Search code examples
pythonoptimizationtensorflowgputensorboard

Does Tensorflow "know" when not to put data in GPU?


I was trying using tensorboard along with tensorflow, and I did this as a set up:

rand = tf.placeholder(dtype=tf.float32)    # this will be visualised in tensorboard later on 
tf.summary.image('random_noise_visualisation', rand,max_outputs=5)
merged_summary_op = tf.summary.merge_all() # to me this seems like a helper to 
                                           # merge all tensorboard related operations

Then I evaluate my merged_summary_op and feed it a very large array, about 1 GB in size.

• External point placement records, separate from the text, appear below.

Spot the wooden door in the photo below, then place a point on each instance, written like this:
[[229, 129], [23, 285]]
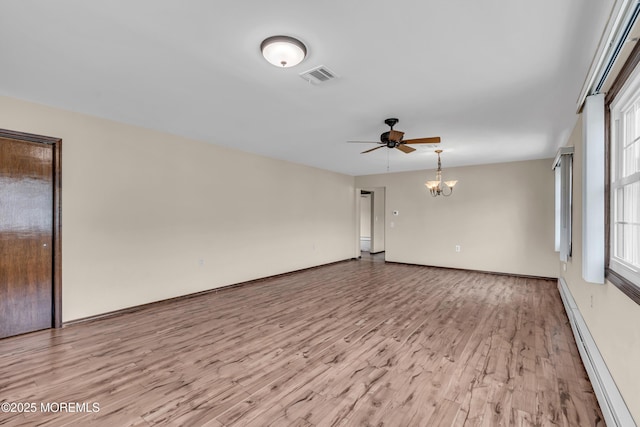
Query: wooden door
[[26, 235]]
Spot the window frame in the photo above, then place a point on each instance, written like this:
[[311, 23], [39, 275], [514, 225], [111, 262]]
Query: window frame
[[620, 88]]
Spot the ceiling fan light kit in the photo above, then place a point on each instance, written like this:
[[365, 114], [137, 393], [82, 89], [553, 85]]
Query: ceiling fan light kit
[[437, 187], [283, 51], [394, 139]]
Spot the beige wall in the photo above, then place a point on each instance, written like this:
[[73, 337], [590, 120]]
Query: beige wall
[[148, 216], [612, 318], [501, 215]]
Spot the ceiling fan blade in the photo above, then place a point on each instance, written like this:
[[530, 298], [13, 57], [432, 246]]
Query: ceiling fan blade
[[373, 149], [405, 149], [395, 135], [432, 140]]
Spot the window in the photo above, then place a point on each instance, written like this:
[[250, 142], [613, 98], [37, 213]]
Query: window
[[624, 242], [563, 166]]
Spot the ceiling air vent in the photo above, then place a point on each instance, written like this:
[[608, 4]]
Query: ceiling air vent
[[318, 75]]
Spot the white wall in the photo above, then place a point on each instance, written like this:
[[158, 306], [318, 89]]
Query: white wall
[[612, 318], [501, 215], [148, 216]]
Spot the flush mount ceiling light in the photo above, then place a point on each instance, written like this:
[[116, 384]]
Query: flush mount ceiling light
[[283, 51]]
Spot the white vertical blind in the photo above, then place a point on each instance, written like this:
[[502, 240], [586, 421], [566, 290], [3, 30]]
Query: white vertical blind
[[593, 222]]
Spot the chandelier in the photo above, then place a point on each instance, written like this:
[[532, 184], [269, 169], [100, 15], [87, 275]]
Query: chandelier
[[437, 187]]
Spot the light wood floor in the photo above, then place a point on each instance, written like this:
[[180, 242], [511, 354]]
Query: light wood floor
[[357, 343]]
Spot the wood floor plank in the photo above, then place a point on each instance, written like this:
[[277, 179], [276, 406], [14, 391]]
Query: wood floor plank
[[352, 343]]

It does not seem to use any extra GPU memory from the memory that was already being used.

I also just tried to evaluate my rand placeholder, thinking maybe summary ops have special handling to prevent data from going to the GPU. I did:

random_value = np.random.randn(3000,224,224,1)
sess.run(rand,feed_dict={rand:random_value})

There was again, no extra GPU utilisation.

However, when I do

sess.run(rand + 2 ,feed_dict={rand:random_value}) # forced to do some calculation

There is an additional GPU utilisation, with an increase of about 1 GB.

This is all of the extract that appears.